Jakiś czas temu zakupiłam jagody goji. Najczęściej zużywam je do koktajli. Połówek lubi podjadać je same. Mówi, że smakują trochę jak czerwone rodzynki :) Gdy tylko usłyszałam od niego ten komentarz, to w głowie zakiełkował pomysł na przygotowanie ciastek z ich dodatkiem. Nasączone w amaretto smakują obłędnie.
Gdy tylko nadarzyła się okazja, by kogoś lubiącego łakocie nakarmić, to nie wahałam się ani chwili i z samego rana odpaliłam piekarnik (w ubiegłym tygodniu jeszcze działał :) ). I zabrałam się do odmierzania składników, mieszania i lepienia słodkich kulek. Chyba Wam już kiedyś pisałam, że potrafię wpaść w ciąg pieczenia ciasteczek. Relaksuje mnie to i sprawia dużo frajdy. Zwłaszcza, gdy te moje kuchenne eksperymenty się udają. Tym razem udały się wyśmienicie. Zresztą tylko na nie spójrzcie :)
Ciasteczka jęczmienno-amarantusowe z jagodami goji
(na 24 sztuki)
Składniki:
2/3 szklanki płatków jęczmiennych
1/3 szklanki ekspandowanego amarantusa
1 szklanka mąki pszennej (typ 450)
1/3 szklanka mąki pszennej razowej (typ 2000)

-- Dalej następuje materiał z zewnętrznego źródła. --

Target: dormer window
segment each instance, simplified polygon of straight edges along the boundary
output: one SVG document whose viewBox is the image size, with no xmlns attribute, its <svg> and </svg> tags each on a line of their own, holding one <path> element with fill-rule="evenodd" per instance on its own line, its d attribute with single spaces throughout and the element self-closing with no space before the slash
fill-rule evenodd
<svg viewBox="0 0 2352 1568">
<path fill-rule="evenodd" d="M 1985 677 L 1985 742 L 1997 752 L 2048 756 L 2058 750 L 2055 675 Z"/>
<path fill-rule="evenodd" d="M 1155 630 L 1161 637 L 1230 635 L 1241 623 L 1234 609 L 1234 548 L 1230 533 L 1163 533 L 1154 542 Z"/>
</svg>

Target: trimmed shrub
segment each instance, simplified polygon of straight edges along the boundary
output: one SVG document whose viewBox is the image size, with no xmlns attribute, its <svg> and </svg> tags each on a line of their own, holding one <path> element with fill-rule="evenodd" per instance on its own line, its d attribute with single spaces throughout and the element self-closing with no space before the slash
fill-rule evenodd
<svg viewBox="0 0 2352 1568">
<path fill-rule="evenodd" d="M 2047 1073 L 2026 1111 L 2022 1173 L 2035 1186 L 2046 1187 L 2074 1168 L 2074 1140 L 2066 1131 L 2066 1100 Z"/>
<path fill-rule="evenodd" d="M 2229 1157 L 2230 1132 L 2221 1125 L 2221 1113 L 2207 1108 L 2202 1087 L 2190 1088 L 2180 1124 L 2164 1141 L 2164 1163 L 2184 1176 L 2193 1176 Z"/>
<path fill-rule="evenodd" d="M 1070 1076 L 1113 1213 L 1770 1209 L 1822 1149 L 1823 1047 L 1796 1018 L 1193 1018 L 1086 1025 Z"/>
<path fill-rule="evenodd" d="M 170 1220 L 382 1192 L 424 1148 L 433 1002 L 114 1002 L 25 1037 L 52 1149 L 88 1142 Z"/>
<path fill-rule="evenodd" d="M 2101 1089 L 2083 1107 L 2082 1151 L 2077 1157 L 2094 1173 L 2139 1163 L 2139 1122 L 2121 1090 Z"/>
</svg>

3/4 szklanki brązowego cukru
1 łyżeczka proszku do pieczenia
szczypta soli
3 łyżki jagód goji
2 łyżki wrzątku
2 łyżki amaretto
1 jajko
100g masła (w temperaturze pokojowej)
Przygotowanie:
Do małej miseczki wrzućcie jagody goji, zalejcie wrzątkiem i amaretto. Odstawcie do nasączenia przez 30 minut.
Rozgrzejcie piekarnik do 175 stopni (górna i dolna grzałka).
W dużej misce wymieszajcie wszystkie suche składniki. Dodajcie nasączone jagody (razem z wodą i amaretto), jajko i masło, wyróbcie dłońmi. Gdy powstanie jednolita masa nabierajcie po łyżce stołowej przygotowanej masy i formujcie wilgotnymi dłońmi kulki. Układajcie je na wyłożonej papierem do pieczenia blasze (po 16 sztuk na blachę).
Wstawcie do nagrzanego piekarnika i pieczcie przez 25 minut. Po wyciągnięciu z piekarnika studźcie na kratce (ciastka jeszcze będą miękkie).
Przechowujcie w szczelnie zamkniętym pudełku. Smacznego!